I will eat the dressing for my second or third helping if that’s all that’s left, but it is by its very nature an inferior product.
Hehe, you calling it wadding made me think of black powder guns, and then I started imagining a turkey’s cavity loaded up as a cannon, and well… I can only imagine it would be a spectacular scene, although a complete failure as either a meal or a weapon.
I got a heritage bronze turkey this year, and as we stuffed it, we remarked on how capacious the cavity was. All the stuffing was, in fact, stuffed in the bird
Dressing or Stuffing?
When I want to sound pretentious I call it dressing; all other times I call it stuffing. Same stuff, different name.

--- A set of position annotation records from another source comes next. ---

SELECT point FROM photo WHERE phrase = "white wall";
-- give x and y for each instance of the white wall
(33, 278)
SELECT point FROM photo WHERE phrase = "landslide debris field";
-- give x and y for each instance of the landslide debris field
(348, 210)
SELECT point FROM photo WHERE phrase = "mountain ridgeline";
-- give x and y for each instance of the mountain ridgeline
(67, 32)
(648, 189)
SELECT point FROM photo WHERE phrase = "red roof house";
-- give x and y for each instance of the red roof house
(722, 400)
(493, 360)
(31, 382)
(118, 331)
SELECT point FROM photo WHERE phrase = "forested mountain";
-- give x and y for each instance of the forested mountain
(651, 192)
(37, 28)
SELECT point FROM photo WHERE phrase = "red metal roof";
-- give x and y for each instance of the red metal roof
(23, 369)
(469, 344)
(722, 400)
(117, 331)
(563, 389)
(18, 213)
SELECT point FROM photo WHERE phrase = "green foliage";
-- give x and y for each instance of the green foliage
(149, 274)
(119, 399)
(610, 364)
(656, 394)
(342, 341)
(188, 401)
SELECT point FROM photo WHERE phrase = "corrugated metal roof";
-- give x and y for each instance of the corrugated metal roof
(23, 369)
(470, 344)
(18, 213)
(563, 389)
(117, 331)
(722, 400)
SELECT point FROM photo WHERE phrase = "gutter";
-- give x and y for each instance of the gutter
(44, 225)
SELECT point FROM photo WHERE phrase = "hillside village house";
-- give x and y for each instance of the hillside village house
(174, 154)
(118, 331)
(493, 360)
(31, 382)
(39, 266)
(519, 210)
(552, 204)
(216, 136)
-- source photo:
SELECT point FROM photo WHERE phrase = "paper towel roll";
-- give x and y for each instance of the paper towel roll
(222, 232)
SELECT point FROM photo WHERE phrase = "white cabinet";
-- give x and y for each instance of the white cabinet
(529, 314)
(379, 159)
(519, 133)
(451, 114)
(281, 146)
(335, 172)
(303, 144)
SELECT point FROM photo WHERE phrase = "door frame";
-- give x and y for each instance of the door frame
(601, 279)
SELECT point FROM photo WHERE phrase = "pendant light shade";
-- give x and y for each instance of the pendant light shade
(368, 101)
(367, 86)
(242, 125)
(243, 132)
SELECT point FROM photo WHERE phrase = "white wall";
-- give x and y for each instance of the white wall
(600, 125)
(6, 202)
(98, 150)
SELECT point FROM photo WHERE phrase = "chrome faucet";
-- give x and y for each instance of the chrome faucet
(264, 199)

That gooey yellow stuff some of you are calling dressing is what I call corn souffle. That’s good, too, but it’s subservient to stuffing (sort of a side/side dish).
My mom made the world’s best stuffing: sausage and giblets and lots of love. When plated, we’d pour copious amounts of her giblet gravy on top of the stuffing and everything else—including the pumpkin pie … and the cat, if he wasn’t quick enough.
Wish I got her stuffing recipe before she died. Moms shouldn’t be allowed to die before their children.
I just finished up my Thanksgiving feast—Hungry-Man Roasted Carved White Meat Turkey Frozen Dinner.
Actually, it was pretty good. Not as good as mom’s, but good nonetheless. First time I’ve eaten a TV dinner for more than a few decades. Have my tastes degenerated significantly, or do frozen dinners taste much better than they used to? As I recall, 1970’s style TV dinners were wretched concoctions.
Prep and clean-up was a breeze (8 minutes in the microwave/plastic container chucked in the trashcan). 5 generous slices of turkey: 1 for the dog, 1 for the cat and 3 for me (the chef gets extra in our house).
Cornbread dressing, plenty of sage, cooked in the same pan as the bird, but not inside the bird. Perfection.
If that’s not available, I’ll eat whatever you got. Except oysters.
Ditto. “Dressing” is that stuff you put on salads.
As god as my witness, I thought unstuffed turkeys could fly!
If it is in the bird it is stuffing. If it is in an aluminum pan, it’s dressing.